I need to show that for any countable ordinal $\alpha$ there is a set A $\subseteq \mathbb{Q}$ such that (A, <) is isomorphic to ($\alpha, \in$). To do it I am supposed to show the following stronger statement by induction on ordinals $\alpha$ < $\omega_{1}$: Let P($\alpha$) be the statement "For every interval (a, b) with rational endpoints, there is an A $\subseteq$ (a,b) such that (A, <) is isomorphic to ($\alpha, \in$)."
I think that the purpose of breaking $\mathbb{Q}$ into intervals (a,b) is to make $\mathbb{Q}$ a countable set, but I don't see the significance of doing this or how it would make the proof easier. I feel like I need to define a well-ordered set in (a,b) but I don't know how to do this since if a and b are both negative then there is no least element, so no well-ordering.
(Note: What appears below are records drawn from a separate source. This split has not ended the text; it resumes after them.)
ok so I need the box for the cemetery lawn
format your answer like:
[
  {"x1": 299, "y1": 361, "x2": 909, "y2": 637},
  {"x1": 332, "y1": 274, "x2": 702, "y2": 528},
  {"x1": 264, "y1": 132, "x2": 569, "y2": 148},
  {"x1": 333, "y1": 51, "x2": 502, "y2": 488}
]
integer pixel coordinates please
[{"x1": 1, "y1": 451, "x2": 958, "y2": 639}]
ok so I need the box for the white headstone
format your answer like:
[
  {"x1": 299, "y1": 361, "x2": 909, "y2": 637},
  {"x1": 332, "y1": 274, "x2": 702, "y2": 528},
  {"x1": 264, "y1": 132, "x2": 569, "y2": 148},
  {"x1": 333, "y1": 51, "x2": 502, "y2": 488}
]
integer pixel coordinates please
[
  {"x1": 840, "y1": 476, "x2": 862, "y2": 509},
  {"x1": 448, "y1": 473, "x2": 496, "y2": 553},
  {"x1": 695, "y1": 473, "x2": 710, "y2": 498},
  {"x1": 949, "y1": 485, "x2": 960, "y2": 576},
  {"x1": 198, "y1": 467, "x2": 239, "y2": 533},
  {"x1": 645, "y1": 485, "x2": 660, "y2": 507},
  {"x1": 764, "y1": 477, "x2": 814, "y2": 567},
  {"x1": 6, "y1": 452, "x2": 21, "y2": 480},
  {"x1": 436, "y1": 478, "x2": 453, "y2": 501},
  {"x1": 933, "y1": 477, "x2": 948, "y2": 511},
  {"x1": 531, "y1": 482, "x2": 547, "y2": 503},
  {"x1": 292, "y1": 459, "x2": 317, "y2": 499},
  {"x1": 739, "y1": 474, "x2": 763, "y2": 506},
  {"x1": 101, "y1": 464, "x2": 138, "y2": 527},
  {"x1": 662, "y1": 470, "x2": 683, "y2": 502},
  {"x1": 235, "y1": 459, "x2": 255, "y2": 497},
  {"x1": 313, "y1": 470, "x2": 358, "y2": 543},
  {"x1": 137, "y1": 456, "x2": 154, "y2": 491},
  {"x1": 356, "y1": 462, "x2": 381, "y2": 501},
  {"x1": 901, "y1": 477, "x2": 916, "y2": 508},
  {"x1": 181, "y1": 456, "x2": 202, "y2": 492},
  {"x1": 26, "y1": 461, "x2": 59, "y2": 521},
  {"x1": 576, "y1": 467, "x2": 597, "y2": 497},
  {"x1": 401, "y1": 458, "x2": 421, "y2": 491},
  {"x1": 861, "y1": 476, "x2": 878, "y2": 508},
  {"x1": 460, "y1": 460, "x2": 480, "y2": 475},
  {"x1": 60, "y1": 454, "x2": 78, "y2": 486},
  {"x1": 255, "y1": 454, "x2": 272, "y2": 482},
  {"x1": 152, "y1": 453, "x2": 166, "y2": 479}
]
I believe that I am supposed to be using transfinite induction? But I don't know how P($\alpha$) implies P(S($\alpha$)) for S($\alpha$) successor of $\alpha$.
Any help would be greatly appreciated... thanks in advance.
As with any transfinite induction over ordinals, we need to do this in three cases:
$P(0)$. This is obvious.
$P(\alpha) \implies P(S(\alpha))$. This might seem difficult, but it actually isn't. Take the interval $(a, b)$. $P(\alpha)$ implies that there is a subset $A_\alpha \subseteq (a, \frac{a+b}2)$ that is order isomorphic to $\alpha$. Now set $A_{\alpha + 1} = A_\alpha \cup \left\{\frac{a + 2b}{3}\right\}$, and you're done.
$(\forall \alpha < \gamma(P(\alpha))\implies P(\gamma)$ for $\gamma$ a (countable) limit ordinal. This is the tricky part. The reason that it's tricky is that the different $A_\alpha$ might not converge in any way to a suitable candidate for $A_\gamma$. So we need some way to stabilize this. First, fix a infinite sequence $\{a_i\}_{i \in \omega_0}$ of rational numbers such that $a < a_1 < a_2 < a_3 <\cdots < b$. Also, fix some strictly increasing sequence $\{\alpha_i\}_{i \in \omega_0}$ of ordinals that converges to $\gamma$.
The idea is to make sure that both $A_{\alpha_i} \subseteq A_{\alpha_{i + 1}}$, and $A_{\alpha_i}\subseteq (a, a_i)$, so that one is able to take the "limit" (i.e. the union) and have it behave nicely so that we may use that as $A_\gamma$. We begin by using $P(\alpha_0)$ to establish an $A_{\alpha_0}\subseteq (a,a_0)$. Then, for any $i$, there is an ordinal $\beta_i$ so that $\alpha_i + \beta_i = \alpha_{i + 1}$ (which means $\beta_i \leq \alpha_{i+1} < \gamma$). Therefore we may use $P(\beta_i)$ to find an $A_{\beta_i}\subseteq (a_i, a_{i+1})$ which is order isomorphic to $\beta_i$, and thus $A_{\alpha_{i+1}} = A_{\alpha_i} \cup A_{\beta_i}$ is order isomorphic to $\alpha_{i+1}$. This finishes the proof.
It is worth noting where this fails for uncountable ordinals. The first uncountable ordinal, $\omega_1$ is a so-called regular cardinal, which means that if you try to apply step $3$ to it (it is, of course, a limit ordinal), then you cannot find an increasing sequence $\{\alpha_i\}_{i \in \omega_0}$ that converges to $\omega_1$. You need an uncountable sequence to reach it. And you cannot find an uncountable sequence $\{a_i\}_{i \in \omega_1}$ to match it, since there aren't enough rational numbers.